From: Charles Reitzel <creitzel@rcn.com>
Date: Sun, 02 Feb 2003 17:52:04 -0500
Message-Id: <>
To: Piotr Banski <bansp@venus.ci.uw.edu.pl>
Cc: html-tidy@w3.org

Hi Piotr,

First, I would recommend that you replace the entire XML declaration with 
sed.  Yes, we might fix the bug (not respecting --xml-decl no w/ RAW 
encoding), but probably not in time to meet your needs.  The format is 
highly regular and shouldn't be a problem w/ sed or awk in a shell script.
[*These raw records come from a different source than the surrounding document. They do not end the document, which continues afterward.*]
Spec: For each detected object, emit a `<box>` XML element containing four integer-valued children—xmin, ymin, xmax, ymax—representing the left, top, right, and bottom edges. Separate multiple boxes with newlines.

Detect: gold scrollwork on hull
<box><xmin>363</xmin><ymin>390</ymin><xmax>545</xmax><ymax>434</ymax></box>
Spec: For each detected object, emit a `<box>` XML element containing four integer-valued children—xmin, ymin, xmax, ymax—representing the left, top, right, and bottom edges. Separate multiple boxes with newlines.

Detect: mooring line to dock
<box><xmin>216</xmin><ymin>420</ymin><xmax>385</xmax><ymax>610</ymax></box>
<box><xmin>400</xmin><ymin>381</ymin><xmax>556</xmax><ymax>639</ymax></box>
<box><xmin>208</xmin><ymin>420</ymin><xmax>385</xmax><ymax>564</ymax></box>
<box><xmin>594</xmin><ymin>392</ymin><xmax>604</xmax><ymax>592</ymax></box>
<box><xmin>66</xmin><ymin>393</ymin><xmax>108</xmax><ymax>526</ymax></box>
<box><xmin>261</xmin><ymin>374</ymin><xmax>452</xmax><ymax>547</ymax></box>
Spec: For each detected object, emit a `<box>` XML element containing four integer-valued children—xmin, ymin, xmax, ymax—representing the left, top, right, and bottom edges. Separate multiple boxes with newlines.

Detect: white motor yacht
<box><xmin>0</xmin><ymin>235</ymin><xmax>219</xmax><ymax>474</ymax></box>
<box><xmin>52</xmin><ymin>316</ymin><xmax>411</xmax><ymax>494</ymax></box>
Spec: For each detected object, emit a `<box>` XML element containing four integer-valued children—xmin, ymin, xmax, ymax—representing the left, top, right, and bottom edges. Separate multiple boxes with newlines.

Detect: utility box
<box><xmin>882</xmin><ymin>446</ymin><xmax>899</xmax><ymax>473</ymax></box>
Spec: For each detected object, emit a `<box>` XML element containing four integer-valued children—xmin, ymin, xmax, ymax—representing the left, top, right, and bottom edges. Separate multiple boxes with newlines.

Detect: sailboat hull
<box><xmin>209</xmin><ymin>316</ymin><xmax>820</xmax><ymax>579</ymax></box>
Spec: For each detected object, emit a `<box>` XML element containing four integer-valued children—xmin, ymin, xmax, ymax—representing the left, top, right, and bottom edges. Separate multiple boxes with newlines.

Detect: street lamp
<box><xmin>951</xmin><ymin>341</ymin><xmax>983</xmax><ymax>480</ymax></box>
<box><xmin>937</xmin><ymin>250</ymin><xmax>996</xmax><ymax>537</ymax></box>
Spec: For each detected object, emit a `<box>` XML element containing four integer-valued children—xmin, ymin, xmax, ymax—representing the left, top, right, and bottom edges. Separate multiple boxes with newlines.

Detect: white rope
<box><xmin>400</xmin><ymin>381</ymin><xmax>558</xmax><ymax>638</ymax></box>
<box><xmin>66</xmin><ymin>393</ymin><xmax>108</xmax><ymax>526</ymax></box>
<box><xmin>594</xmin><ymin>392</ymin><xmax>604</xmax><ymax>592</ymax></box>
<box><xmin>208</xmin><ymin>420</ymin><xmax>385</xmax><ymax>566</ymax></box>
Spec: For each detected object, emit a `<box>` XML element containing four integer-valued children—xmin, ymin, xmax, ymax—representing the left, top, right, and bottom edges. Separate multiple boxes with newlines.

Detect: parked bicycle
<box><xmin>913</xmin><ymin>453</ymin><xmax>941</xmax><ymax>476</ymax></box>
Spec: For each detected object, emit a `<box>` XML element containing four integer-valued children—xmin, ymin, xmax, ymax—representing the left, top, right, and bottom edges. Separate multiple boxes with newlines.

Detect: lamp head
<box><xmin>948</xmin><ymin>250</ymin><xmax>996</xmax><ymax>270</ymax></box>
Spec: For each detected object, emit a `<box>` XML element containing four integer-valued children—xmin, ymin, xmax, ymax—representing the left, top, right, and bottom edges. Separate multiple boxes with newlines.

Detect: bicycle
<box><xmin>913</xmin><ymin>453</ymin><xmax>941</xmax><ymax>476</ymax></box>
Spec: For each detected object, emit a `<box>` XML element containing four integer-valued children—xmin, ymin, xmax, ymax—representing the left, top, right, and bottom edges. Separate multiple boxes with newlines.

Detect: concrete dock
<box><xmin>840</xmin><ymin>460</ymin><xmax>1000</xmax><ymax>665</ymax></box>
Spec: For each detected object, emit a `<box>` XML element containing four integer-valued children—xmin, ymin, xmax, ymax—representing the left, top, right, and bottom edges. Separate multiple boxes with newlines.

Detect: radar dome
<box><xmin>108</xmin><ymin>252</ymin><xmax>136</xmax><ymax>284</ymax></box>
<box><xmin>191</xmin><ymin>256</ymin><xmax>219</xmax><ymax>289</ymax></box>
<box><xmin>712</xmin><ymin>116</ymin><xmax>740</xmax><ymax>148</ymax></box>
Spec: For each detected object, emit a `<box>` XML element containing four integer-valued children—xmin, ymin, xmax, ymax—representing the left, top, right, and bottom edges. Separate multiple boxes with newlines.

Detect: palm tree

You are fighting an uphill battle using RAW in the first place.  The next 
major item on Tidy's agenda is to support pluggable character encodings a 
la Expat or LibXml.  That said, have a look at the recent changes to 
support ISO-8859-15.  It might be easier all around do a patch of your own 
to support 8859-2 along the same lines.  Just thinking out loud here.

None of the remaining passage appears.